Semin Reprod Med. 2016 Mar;34(2):67-73. doi: 10.1055/s-0035-1571194. Epub 2016 Feb 11.
- 1National Institute of Complementary Medicine, Western Sydney University, Penrith, Australia.
- 2Department of General Practice, University of Melbourne, Victoria, Australia.
Abstract
Complementary
therapies and medicines are a broad and diverse range of treatments,
and are frequently used by women and their partners during the
preconception period to assist with infertility,
and to address pregnancy-related conditions. Despite frequent use, the
evidence examining the efficacy, effectiveness, and safety for many
modalities is lacking, with variable study quality. In this article, we
provide an overview of research evidence with the aim of examining the
evidence to inform clinical practice. During the preconception period,
there is mixed evidence for acupuncture to improve ovulation, or
increase pregnancy rates. Acupuncture may improve sperm quality, but
there is insufficient evidence to determine whether this results in
improved pregnancy and live birth rates. Acupuncture can be described as
a low-risk intervention. Chinese and Western herbal
medicines may increase pregnancy rates; however, study quality is low.

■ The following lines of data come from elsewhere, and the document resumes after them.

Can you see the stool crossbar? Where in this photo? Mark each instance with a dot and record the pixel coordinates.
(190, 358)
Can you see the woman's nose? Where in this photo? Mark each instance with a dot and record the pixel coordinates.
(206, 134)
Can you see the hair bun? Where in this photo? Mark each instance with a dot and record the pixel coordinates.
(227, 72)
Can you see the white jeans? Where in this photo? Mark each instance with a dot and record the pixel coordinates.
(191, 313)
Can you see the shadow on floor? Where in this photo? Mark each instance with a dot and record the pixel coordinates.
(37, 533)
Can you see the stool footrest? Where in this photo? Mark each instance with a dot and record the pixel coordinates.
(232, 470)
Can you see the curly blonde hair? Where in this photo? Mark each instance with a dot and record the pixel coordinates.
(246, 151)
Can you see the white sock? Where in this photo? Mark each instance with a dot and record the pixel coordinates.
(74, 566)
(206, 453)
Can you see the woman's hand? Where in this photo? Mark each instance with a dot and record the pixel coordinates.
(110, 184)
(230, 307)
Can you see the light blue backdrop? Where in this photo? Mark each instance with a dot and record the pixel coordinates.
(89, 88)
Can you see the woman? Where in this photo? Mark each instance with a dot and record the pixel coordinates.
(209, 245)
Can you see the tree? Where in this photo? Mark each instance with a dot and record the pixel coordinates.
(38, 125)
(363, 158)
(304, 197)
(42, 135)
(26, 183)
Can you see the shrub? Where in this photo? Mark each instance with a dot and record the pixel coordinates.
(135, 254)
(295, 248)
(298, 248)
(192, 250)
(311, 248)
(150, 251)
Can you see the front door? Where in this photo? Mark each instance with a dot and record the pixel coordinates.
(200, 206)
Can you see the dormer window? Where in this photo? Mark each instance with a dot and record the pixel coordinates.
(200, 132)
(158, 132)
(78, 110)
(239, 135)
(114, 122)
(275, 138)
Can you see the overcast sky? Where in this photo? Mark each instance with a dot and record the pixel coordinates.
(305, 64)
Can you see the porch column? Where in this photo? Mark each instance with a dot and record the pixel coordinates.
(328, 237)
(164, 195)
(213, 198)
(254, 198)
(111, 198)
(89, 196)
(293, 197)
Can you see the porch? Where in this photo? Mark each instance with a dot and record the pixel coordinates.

The evaluation of efficacy, effectiveness, and safety during the first
trimester of pregnancy has most commonly reported on herbs, supplements,
and practices such as acupuncture. There is high-quality evidence
reporting the benefits of herbal
medicines and acupuncture to treat nausea in pregnancy. The benefit
from ginger to manage symptoms of nausea in early pregnancy is
incorporated in national clinical guidelines, and vitamin B6 is
recommended as a first-line treatment for nausea and vomiting in
pregnancy. The safety of ginger and vitamin B6 is considered to be well
established, and is based on epidemiological studies. Acupuncture has
been shown to reduce back pain and improve function for women in early
pregnancy. There is little evidence to support the use of cranberries in
pregnancy for prevention of urinary tract infections, and chiropractic
treatment for back pain. Overall the numbers of studies are small and of
low quality, although the modalities appear to be low risk of harm.